Duvido que mudem alguma coisa. A maioria dos ministros certamente seria contra. Imagino os discursos emocionados de um Ayres Britto, tio do Cézar Britto, presidente do Conselho da OAB, contra o que talvez chamasse “censura” — faço tal suposição levando em conta a largueza poética com que o ministro costuma empregar a palavra em seus votos.

As transmissões ao vivo do Supremo levaram para dentro da corte a tentação populista. Há ministros mais ocupados em ser populares do que em ser justos.

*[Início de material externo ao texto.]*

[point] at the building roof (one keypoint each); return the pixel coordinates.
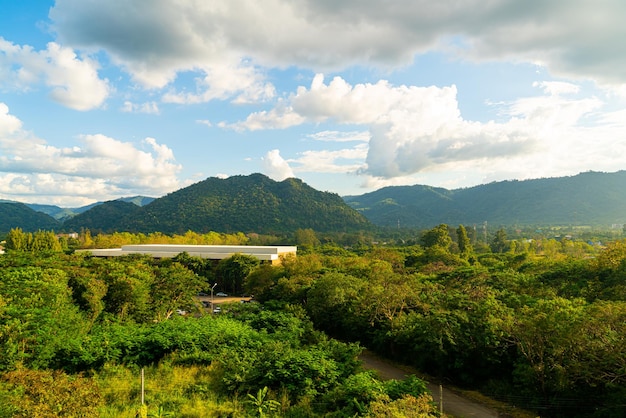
(214, 252)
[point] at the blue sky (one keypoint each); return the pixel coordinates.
(106, 99)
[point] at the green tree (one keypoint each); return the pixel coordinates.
(233, 270)
(465, 246)
(261, 403)
(306, 237)
(174, 287)
(437, 237)
(16, 240)
(49, 394)
(500, 244)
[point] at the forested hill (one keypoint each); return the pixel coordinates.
(252, 203)
(14, 214)
(590, 198)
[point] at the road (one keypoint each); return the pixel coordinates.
(453, 404)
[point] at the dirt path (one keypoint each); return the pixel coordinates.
(453, 404)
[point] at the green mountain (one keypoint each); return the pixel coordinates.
(590, 198)
(18, 215)
(102, 217)
(63, 214)
(252, 203)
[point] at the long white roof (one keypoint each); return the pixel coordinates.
(214, 252)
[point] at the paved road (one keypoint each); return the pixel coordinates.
(453, 404)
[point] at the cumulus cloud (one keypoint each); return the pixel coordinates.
(73, 81)
(275, 167)
(337, 136)
(98, 167)
(156, 39)
(420, 129)
(147, 107)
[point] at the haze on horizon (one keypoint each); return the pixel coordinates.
(101, 100)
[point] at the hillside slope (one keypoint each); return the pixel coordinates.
(252, 203)
(18, 215)
(590, 198)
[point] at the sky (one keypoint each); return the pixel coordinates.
(107, 99)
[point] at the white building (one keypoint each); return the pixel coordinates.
(264, 253)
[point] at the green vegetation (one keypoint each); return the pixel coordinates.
(76, 332)
(18, 215)
(538, 323)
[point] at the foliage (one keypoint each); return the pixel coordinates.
(50, 394)
(17, 215)
(232, 271)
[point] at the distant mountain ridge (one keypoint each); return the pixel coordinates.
(590, 198)
(255, 203)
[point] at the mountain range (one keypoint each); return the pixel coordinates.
(255, 203)
(590, 198)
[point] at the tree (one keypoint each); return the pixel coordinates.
(16, 240)
(306, 237)
(465, 246)
(233, 270)
(174, 287)
(261, 404)
(52, 394)
(500, 244)
(437, 237)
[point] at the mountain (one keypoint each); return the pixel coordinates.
(102, 217)
(18, 215)
(590, 198)
(63, 214)
(253, 203)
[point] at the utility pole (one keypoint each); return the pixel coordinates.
(212, 305)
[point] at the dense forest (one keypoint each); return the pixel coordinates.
(537, 323)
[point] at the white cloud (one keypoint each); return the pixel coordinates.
(275, 167)
(156, 39)
(337, 136)
(348, 160)
(280, 117)
(98, 167)
(222, 82)
(415, 130)
(9, 124)
(147, 107)
(74, 82)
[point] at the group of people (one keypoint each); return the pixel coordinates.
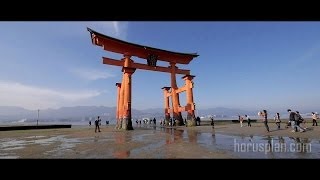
(246, 117)
(295, 120)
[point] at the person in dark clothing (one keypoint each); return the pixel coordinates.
(292, 121)
(314, 119)
(277, 120)
(264, 115)
(97, 124)
(198, 121)
(212, 122)
(248, 119)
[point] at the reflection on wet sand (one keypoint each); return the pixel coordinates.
(192, 135)
(120, 139)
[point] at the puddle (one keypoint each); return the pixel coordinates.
(66, 144)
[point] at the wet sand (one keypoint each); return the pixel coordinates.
(200, 142)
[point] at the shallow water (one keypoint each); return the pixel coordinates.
(154, 141)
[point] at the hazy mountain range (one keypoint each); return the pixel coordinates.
(86, 113)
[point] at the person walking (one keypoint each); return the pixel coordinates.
(248, 120)
(314, 119)
(277, 120)
(97, 124)
(264, 116)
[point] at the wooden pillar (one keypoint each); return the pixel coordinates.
(190, 103)
(175, 96)
(118, 104)
(121, 107)
(166, 95)
(127, 72)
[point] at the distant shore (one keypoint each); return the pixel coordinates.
(142, 142)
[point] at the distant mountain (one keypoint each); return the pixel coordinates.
(86, 113)
(224, 112)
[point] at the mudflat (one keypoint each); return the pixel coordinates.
(149, 142)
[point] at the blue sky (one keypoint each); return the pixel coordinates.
(245, 65)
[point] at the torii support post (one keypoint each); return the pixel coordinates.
(118, 106)
(191, 119)
(127, 118)
(175, 96)
(166, 96)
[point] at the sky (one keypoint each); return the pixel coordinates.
(248, 65)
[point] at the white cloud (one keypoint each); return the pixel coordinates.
(91, 74)
(31, 97)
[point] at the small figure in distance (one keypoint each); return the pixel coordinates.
(97, 124)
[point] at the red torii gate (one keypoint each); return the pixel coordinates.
(151, 54)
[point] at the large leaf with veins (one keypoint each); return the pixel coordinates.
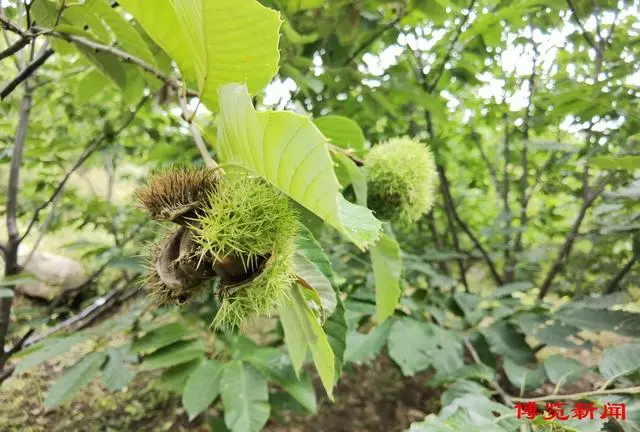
(288, 150)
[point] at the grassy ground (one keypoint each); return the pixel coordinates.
(368, 398)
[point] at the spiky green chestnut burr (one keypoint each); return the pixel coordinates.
(175, 274)
(247, 229)
(175, 193)
(401, 178)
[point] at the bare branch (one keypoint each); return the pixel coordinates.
(431, 87)
(374, 38)
(476, 138)
(524, 156)
(582, 395)
(25, 73)
(585, 34)
(121, 54)
(89, 150)
(612, 285)
(494, 383)
(197, 136)
(7, 24)
(567, 246)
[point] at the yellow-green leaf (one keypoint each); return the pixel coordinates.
(288, 150)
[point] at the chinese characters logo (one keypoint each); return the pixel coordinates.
(580, 411)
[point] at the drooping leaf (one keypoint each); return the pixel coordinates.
(363, 348)
(299, 321)
(245, 397)
(352, 175)
(460, 388)
(116, 374)
(505, 340)
(624, 162)
(336, 330)
(74, 379)
(289, 151)
(415, 346)
(175, 378)
(508, 289)
(619, 361)
(342, 131)
(162, 336)
(335, 327)
(294, 337)
(158, 18)
(201, 388)
(523, 377)
(48, 350)
(387, 266)
(313, 278)
(621, 322)
(276, 366)
(231, 42)
(562, 370)
(170, 355)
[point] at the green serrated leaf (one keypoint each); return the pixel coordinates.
(621, 322)
(202, 388)
(619, 361)
(48, 350)
(298, 319)
(116, 374)
(625, 162)
(289, 151)
(387, 267)
(562, 370)
(245, 397)
(505, 340)
(231, 42)
(162, 336)
(460, 388)
(74, 379)
(176, 353)
(350, 174)
(277, 366)
(363, 348)
(315, 279)
(342, 131)
(158, 18)
(522, 377)
(175, 378)
(415, 346)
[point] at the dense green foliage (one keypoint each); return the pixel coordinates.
(503, 263)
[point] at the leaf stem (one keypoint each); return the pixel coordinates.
(629, 390)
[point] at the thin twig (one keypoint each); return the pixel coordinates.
(17, 46)
(197, 136)
(89, 150)
(585, 34)
(431, 87)
(476, 138)
(355, 159)
(565, 250)
(130, 58)
(98, 304)
(25, 73)
(7, 24)
(373, 38)
(612, 285)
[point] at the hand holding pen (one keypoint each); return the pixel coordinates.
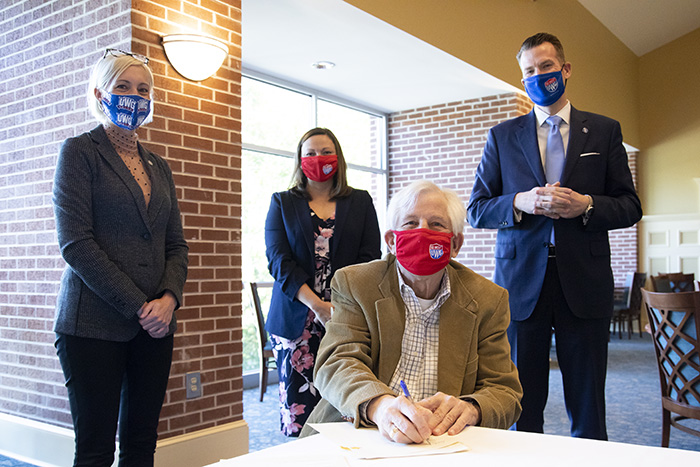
(400, 419)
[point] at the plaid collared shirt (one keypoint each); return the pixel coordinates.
(418, 366)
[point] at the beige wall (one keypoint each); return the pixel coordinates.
(670, 127)
(488, 34)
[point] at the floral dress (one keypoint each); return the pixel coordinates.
(296, 358)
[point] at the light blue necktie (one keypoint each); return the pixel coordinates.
(554, 154)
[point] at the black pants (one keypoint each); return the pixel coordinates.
(582, 354)
(110, 382)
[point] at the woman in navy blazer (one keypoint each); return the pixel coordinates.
(315, 228)
(120, 233)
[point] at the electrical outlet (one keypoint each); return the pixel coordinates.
(193, 384)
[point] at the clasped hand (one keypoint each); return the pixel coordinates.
(403, 421)
(155, 316)
(552, 200)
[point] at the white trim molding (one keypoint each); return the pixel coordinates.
(47, 445)
(670, 243)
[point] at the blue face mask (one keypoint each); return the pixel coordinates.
(127, 112)
(545, 89)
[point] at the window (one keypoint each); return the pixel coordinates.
(275, 116)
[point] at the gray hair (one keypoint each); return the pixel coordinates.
(405, 200)
(105, 73)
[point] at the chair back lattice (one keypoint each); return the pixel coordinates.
(266, 353)
(675, 325)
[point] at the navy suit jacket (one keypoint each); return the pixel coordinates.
(120, 252)
(596, 165)
(290, 251)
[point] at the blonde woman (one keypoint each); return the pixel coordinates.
(120, 233)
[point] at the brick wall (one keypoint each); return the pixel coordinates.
(46, 52)
(443, 143)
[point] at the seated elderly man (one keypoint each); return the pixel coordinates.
(415, 316)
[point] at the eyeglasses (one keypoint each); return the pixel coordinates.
(119, 53)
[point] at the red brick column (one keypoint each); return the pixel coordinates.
(46, 56)
(443, 143)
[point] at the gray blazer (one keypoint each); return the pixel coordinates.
(120, 253)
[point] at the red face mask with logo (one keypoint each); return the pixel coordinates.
(319, 168)
(423, 251)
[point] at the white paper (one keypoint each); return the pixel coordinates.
(368, 443)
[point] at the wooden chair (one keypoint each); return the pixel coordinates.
(660, 283)
(267, 358)
(673, 282)
(681, 282)
(675, 324)
(628, 308)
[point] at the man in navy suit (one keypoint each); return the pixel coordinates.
(552, 250)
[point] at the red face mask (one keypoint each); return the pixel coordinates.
(319, 168)
(423, 251)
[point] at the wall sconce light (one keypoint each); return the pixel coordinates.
(194, 56)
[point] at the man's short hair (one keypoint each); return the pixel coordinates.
(539, 39)
(405, 200)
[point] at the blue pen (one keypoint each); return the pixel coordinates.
(405, 391)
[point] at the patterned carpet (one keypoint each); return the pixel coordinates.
(633, 404)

Há ministros mais preocupados com a voz rouca das ruas do que com a voz cega das leis. E isso é péssimo para o Brasil porque rebaixa a sua democracia. Se me fosse dado votar, votaria pela transmissão das sessões editadas, segundo o que é juridicamente relevante.

Não queimarei muito combustível por isso. Só não me venham com essa bobagem de que uma coisa é mais democrática do que a outra. Sem responsabilidade, sessões abertas ou fechadas podem macular a democracia. Mantida a TV ao vivo, é bom que alguns senhores se lembrem de que são apenas 11 num mar de quase 190 milhões de pessoas. Ou suas falas são responsáveis ou devem, atraídos pelos holofotes, optar pela política ou pelo mundo das celebridades.

Juiz que fala para as câmeras pisca um olho para o diabo do populismo e os dois para a ditadura da opinião pública, que costuma ser um tanto inconstante. O mundo das leis, se preciso, corrige a voz das ruas; mas a voz das ruas muda o mundo das leis por meio do Legislativo apenas. É a regra.